Here's Gallup:
The percentage of Americans who identified as Republicans in 2007 is the lowest of any of the 20 calendar years since 1988 that Gallup has conducted its interviewing primarily by telephone. An average of 27.7% of Americans identified as Republicans, based on more than 26,000 Gallup interviews in 2007. The previous low in Republican identification was 28.1% in 1999.Meanwhile, 32.5% of Americans identified as Democrats and 38.6% as political independents last year. The latter percentage is on the high end of what Gallup has measured in the last two decades, surpassed by only the 39.1% independent identification average from 1995. The high point for Democratic identification came in 1988, when 35.6% said they were Democrats.
[...]
The Democratic advantage is even greater when taking into account the partisan leanings of independents. In addition to the 32.5% of Americans who initially identified as Democrats in 2007, another 18.1% initially said they were independents but expressed a Democratic leaning, for a total of 50.6% Democrats and Democratic leaners. A total of 39.6% of Americans identified with, or leaned to, the Republican Party.

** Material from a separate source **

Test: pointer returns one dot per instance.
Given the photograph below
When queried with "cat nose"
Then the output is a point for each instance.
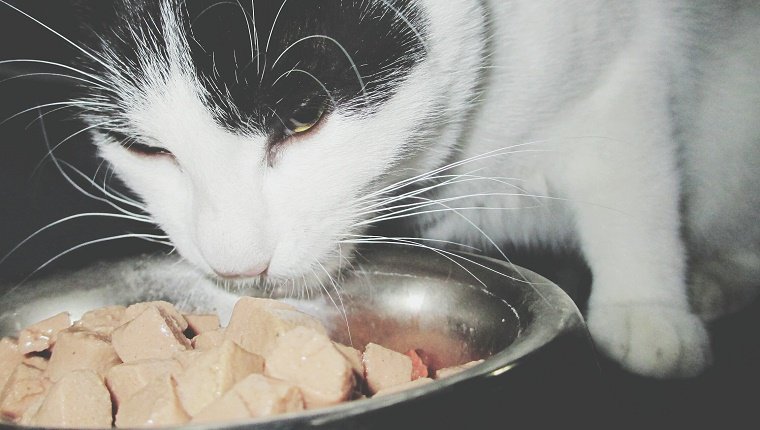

That 11-point gap in partisan leaning is the largest Gallup has observed since it began regularly measuring partisan leanings in 1991, topping the previous high gap of 10.2 points from last year.
The latest Associated Press poll isn't too far off:
More people say they are Democrats than said so before voting started in this year's presidential contests while the number of Republicans has remained flat, a survey showed Thursday.[...]
The poll showed 52 percent call themselves Democrats, up from 45 percent in an AP-Ipsos survey in mid-December. Thirty-five percent say they are Republicans, about the same as December's 37 percent.
When one of America's major political parties finds itself hemorrhaging support to the point where fewer than 2 in 5 voters will admit to affiliating with it while the rival party enjoys the support of a majority of the American people, it's in a whole heap of trouble. So while it may be the case that a brutal fight to the convention on the Democratic side would cause more harm than help for the party -- I'm not willing to concede it's the case, but for the sake of argument let's say it is -- it's well worth noting that the Democratic Party nevertheless is standing on much firmer ground than is the Republican Party, which has fallen below 40 percent in voter identification and is seemingly continuing to fall in this key metric of viability as a party.